Analysis of communication placement:

Ordering TP Placement EP Placement Best When
(DP,PP,TP,CP,EP) Mid-node Intra-node Dense MoE, small hidden
(DP,EP,PP,CP,TP) Intra-node Cross-node Sparse MoE, large hidden
(DP,PP,CP,TP,EP) Near-inner Innermost Balance of both

Quantitative example:

Configuration: 512 GPUs, 8/node, H=12288, 16 experts, MoE every 4 layers

Ordering TP BW EP BW Step Time
Standard (EP inner) 50 GB/s (IB) 900 GB/s (NVLink) 1.2s
Alternative (TP inner) 900 GB/s (NVLink) 50 GB/s (IB) 0.9s

Speedup: \(\boxed{1.33\times}\) for alternative ordering

General principle:

\[\text{Innermost dimension} = \arg\max(\text{comm volume} \times \text{frequency})\]
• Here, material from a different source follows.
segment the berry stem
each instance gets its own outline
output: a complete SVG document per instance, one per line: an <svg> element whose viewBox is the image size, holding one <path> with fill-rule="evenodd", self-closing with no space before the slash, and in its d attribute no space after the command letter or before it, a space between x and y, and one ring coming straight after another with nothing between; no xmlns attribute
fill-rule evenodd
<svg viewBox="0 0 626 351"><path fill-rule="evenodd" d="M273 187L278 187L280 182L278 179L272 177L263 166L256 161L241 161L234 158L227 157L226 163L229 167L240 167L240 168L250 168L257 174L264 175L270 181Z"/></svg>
Place the highest-bandwidth-demanding communication on the fastest interconnect.

Other alternative orderings:

Ordering Use Case
(PP, DP, TP, CP, EP) Pipeline first for memory locality
(DP, CP, PP, TP, EP) Long context with cheap PP
(EP, DP, PP, TP, CP) Expert-specialized nodes

Key Takeaways

  1. 4D adds Context Parallelism: Sequence dimension partitioning for long contexts.

  2. 5D adds Expert Parallelism: MoE expert distribution across devices.

  3. Ring attention avoids O(S²) memory: Streaming KV through the ring.

  4. EP requires AlltoAll: Token routing is a permutation, not a reduction.

  5. TP × CP ≤ node size: Keep highest-bandwidth communication on NVLink.

  6. Load balancing is critical for EP: Auxiliary losses prevent expert collapse.

  7. Composite groups enable fusion: TP-CP groups, DP-EP groups for combined operations.

  8. Configuration is multi-objective optimization: Balance memory, compute, communication, and load balance.